# **Word vectors**


In the previous exercise we observed that colors that we think of as similar are 'closer' to each other in RGB vector space. Is it possible to create a vector space for all English words that has this same 'closer in space is closer in meaning' property?

The answer is yes! Luckily, you don't need to create those vectors from scratch. Many researchers have made downloadable databases of pre-trained vectors.
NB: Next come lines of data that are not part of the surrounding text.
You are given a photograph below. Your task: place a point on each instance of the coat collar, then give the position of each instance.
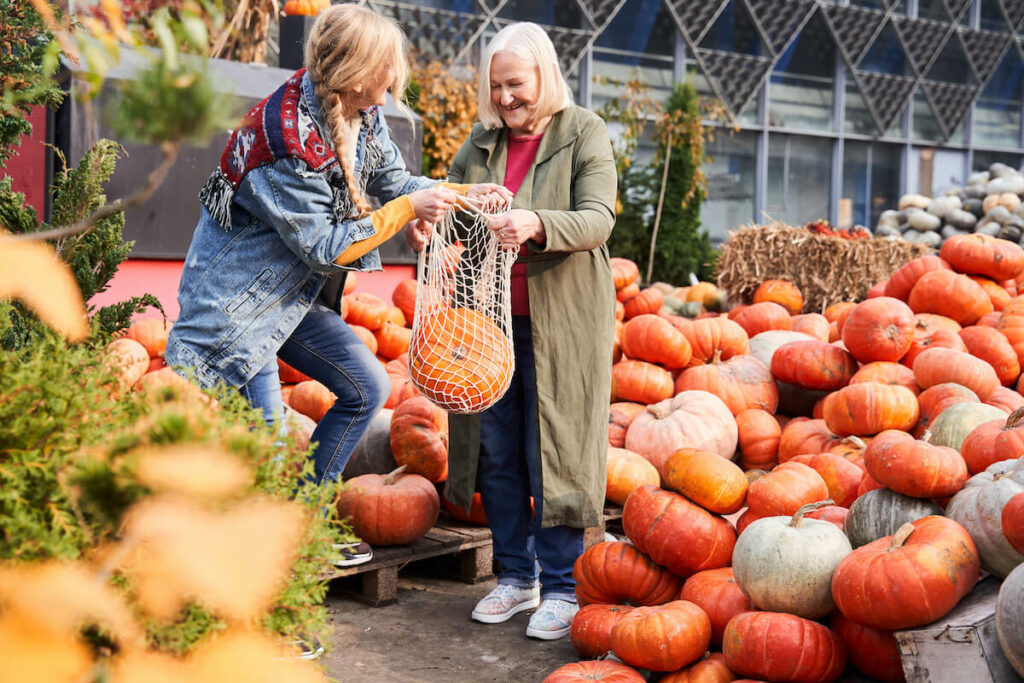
(561, 131)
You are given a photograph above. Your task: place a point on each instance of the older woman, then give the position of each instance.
(547, 438)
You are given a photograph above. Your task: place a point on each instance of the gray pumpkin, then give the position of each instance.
(879, 513)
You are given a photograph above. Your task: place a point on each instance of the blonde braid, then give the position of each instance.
(336, 122)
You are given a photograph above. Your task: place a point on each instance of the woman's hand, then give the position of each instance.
(517, 225)
(418, 235)
(431, 204)
(488, 191)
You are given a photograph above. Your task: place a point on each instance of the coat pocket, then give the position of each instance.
(254, 292)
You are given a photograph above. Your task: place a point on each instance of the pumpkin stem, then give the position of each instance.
(1015, 418)
(389, 479)
(798, 516)
(900, 537)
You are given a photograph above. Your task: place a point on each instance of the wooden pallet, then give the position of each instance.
(379, 578)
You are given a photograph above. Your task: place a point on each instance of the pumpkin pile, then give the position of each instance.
(797, 486)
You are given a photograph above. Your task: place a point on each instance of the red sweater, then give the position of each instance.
(522, 151)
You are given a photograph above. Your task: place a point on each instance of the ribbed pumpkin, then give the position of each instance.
(774, 646)
(949, 294)
(915, 468)
(760, 317)
(803, 435)
(626, 471)
(785, 489)
(741, 382)
(909, 579)
(614, 572)
(933, 400)
(905, 276)
(938, 366)
(880, 512)
(654, 520)
(956, 422)
(873, 652)
(991, 441)
(868, 408)
(640, 382)
(591, 630)
(662, 637)
(706, 478)
(886, 373)
(652, 339)
(711, 670)
(782, 292)
(690, 420)
(880, 329)
(594, 670)
(813, 365)
(714, 335)
(1010, 619)
(389, 510)
(420, 437)
(785, 564)
(716, 592)
(759, 433)
(648, 300)
(926, 339)
(620, 416)
(992, 347)
(842, 476)
(983, 255)
(979, 508)
(1013, 522)
(814, 325)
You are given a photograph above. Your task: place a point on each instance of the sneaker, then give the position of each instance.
(552, 620)
(500, 604)
(352, 554)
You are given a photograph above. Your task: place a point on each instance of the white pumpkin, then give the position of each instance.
(785, 564)
(692, 419)
(978, 507)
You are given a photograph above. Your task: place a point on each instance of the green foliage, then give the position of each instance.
(93, 256)
(27, 58)
(67, 473)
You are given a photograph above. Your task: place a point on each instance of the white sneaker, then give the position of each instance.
(500, 604)
(553, 620)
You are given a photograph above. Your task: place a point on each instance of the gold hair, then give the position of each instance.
(348, 48)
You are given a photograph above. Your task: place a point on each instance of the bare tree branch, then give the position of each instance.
(155, 179)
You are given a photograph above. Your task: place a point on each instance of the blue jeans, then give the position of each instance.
(508, 474)
(325, 347)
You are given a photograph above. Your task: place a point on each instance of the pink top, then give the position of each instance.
(522, 152)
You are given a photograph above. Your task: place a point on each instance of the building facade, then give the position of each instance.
(837, 108)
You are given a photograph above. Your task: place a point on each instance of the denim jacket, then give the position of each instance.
(245, 290)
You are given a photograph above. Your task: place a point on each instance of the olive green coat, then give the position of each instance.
(571, 186)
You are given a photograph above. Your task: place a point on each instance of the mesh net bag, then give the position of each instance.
(461, 352)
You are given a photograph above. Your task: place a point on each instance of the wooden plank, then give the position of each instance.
(961, 647)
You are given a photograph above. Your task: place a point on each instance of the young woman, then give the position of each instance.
(287, 207)
(547, 437)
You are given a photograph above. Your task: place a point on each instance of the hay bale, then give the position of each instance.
(825, 268)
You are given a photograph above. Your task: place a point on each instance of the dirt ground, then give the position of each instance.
(429, 637)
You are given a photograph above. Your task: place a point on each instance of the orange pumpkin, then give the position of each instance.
(782, 292)
(706, 478)
(461, 360)
(419, 436)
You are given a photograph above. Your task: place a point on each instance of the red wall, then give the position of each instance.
(28, 168)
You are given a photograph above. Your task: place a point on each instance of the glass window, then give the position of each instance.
(997, 110)
(803, 82)
(799, 178)
(729, 169)
(733, 31)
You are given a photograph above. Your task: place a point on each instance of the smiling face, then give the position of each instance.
(515, 89)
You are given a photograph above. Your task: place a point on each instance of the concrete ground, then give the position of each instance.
(429, 637)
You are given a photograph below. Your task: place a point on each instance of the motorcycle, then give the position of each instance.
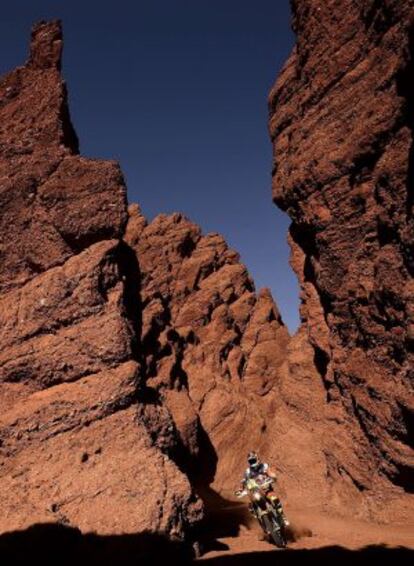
(264, 511)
One such project is [Stanford's Global Vectors for Word Representation (GloVe)](https://nlp.stanford.edu/projects/glove/).
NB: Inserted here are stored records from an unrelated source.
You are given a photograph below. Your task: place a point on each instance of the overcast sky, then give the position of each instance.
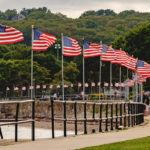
(74, 8)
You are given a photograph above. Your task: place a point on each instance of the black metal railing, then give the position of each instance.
(16, 121)
(111, 116)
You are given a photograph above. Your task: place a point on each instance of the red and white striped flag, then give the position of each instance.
(23, 88)
(143, 68)
(16, 88)
(116, 84)
(7, 89)
(10, 35)
(108, 53)
(86, 84)
(44, 86)
(106, 84)
(71, 47)
(65, 86)
(122, 85)
(93, 84)
(58, 86)
(51, 86)
(31, 87)
(98, 84)
(91, 49)
(37, 86)
(79, 84)
(41, 41)
(120, 57)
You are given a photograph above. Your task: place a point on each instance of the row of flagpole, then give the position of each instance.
(100, 65)
(40, 36)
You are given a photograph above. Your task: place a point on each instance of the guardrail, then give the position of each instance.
(126, 114)
(16, 121)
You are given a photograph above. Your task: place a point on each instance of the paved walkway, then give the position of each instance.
(81, 141)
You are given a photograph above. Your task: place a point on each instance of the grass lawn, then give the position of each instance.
(138, 144)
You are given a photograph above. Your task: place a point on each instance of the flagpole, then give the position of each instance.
(32, 63)
(141, 90)
(120, 81)
(83, 74)
(110, 78)
(62, 67)
(100, 74)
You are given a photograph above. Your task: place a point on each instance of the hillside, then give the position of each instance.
(94, 26)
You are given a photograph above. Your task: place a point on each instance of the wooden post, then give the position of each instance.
(116, 116)
(85, 127)
(94, 111)
(125, 115)
(106, 127)
(1, 133)
(52, 118)
(16, 120)
(112, 116)
(100, 117)
(33, 123)
(75, 116)
(65, 133)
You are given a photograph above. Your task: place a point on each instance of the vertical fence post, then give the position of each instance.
(128, 114)
(85, 127)
(106, 128)
(134, 114)
(100, 117)
(124, 114)
(1, 135)
(143, 107)
(75, 116)
(121, 114)
(64, 104)
(112, 116)
(117, 116)
(33, 123)
(137, 114)
(16, 120)
(52, 118)
(94, 111)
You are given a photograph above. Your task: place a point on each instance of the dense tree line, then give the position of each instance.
(94, 26)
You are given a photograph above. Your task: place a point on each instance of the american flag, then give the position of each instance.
(41, 41)
(106, 84)
(16, 88)
(58, 86)
(143, 68)
(116, 84)
(65, 86)
(91, 49)
(7, 89)
(9, 35)
(120, 57)
(44, 86)
(37, 86)
(98, 84)
(51, 86)
(31, 87)
(23, 88)
(71, 47)
(122, 85)
(86, 84)
(93, 84)
(79, 84)
(108, 53)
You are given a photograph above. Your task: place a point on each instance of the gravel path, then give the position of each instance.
(80, 141)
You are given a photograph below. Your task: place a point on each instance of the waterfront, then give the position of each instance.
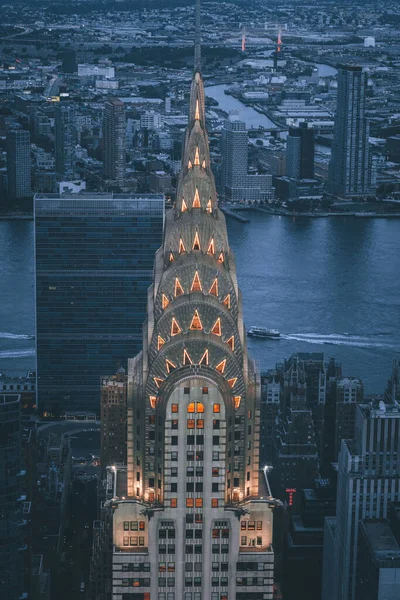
(329, 285)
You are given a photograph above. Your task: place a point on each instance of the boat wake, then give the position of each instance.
(343, 339)
(15, 336)
(17, 353)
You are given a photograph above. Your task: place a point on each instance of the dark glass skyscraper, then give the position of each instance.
(350, 172)
(19, 163)
(94, 263)
(65, 140)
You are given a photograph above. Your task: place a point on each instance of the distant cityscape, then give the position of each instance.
(147, 456)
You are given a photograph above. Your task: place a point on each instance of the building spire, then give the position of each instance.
(197, 46)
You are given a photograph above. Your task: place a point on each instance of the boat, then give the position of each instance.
(263, 332)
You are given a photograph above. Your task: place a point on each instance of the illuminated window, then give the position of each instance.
(196, 200)
(186, 358)
(196, 283)
(227, 301)
(179, 291)
(169, 365)
(164, 301)
(175, 329)
(196, 324)
(211, 247)
(204, 358)
(214, 288)
(216, 328)
(221, 366)
(196, 242)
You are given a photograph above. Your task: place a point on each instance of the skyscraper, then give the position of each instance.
(300, 152)
(368, 480)
(19, 163)
(197, 523)
(114, 133)
(65, 140)
(94, 260)
(349, 171)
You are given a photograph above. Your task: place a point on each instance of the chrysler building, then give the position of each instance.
(196, 523)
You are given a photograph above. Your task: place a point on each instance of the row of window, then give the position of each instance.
(134, 525)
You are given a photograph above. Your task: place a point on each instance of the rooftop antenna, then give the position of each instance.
(197, 47)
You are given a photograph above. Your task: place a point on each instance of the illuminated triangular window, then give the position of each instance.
(186, 358)
(236, 401)
(214, 288)
(169, 365)
(196, 284)
(196, 242)
(227, 301)
(175, 329)
(221, 366)
(211, 247)
(196, 324)
(164, 301)
(196, 200)
(204, 358)
(179, 291)
(216, 328)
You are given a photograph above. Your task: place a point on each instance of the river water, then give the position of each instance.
(329, 285)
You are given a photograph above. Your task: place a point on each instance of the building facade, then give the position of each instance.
(350, 169)
(19, 163)
(65, 141)
(114, 134)
(94, 263)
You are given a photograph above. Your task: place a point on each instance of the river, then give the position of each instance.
(329, 285)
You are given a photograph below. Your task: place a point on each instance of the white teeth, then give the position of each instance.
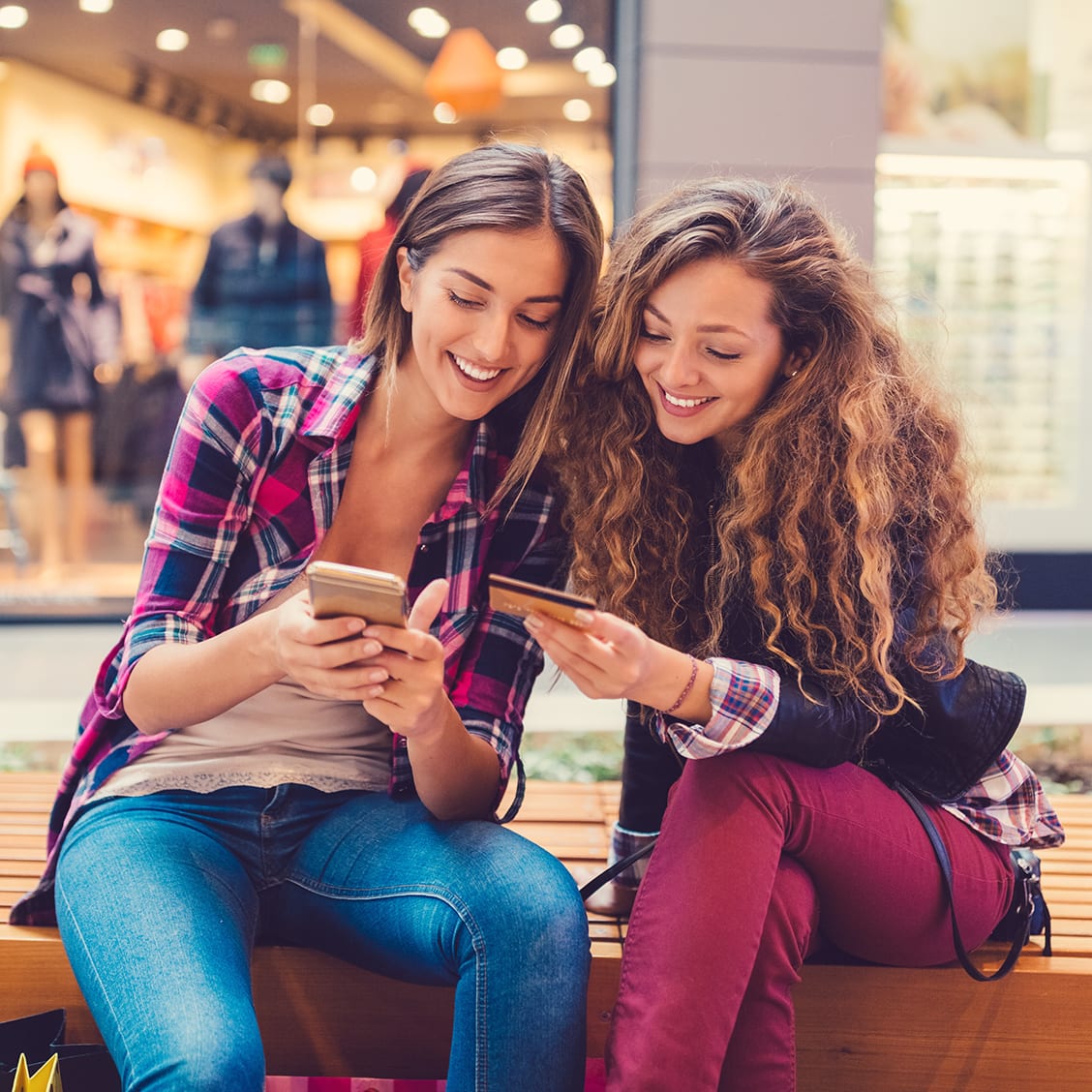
(684, 403)
(472, 370)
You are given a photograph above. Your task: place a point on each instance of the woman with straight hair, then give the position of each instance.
(769, 501)
(246, 770)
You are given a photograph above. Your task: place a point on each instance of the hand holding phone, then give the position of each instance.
(520, 597)
(378, 597)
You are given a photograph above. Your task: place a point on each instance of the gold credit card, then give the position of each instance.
(521, 598)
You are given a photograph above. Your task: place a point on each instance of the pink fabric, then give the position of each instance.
(594, 1081)
(758, 858)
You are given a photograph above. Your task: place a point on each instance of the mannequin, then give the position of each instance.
(264, 281)
(51, 295)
These $300$-dimensional vectors are included with $\texttt{spaCy}$, and they're the vectors we'll be using in this exercise.

![cosine similarity: picture](https://d33wubrfki0l68.cloudfront.net/d2742976a92aa4d6c39f19c747ec5f56ed1cec30/3803f/images/guide-to-word-vectors-with-gensim-and-keras_files/word2vec-king-queen-vectors.png)

In [1]:
# The following will download the language model.
# Resart the runtime (Runtime -> Restart runtime) after running this cell
# (and don't run it for the second time).
!python -m spacy download en_core_web_lg

Collecting en-core-web-lg==3.7.1
  Downloading https://github.com/explosion/spacy-models/releases/download/en_core_web_lg-3.7.1/en_core_web_lg-3.7.1-py3-none-any.whl (587.7 MB)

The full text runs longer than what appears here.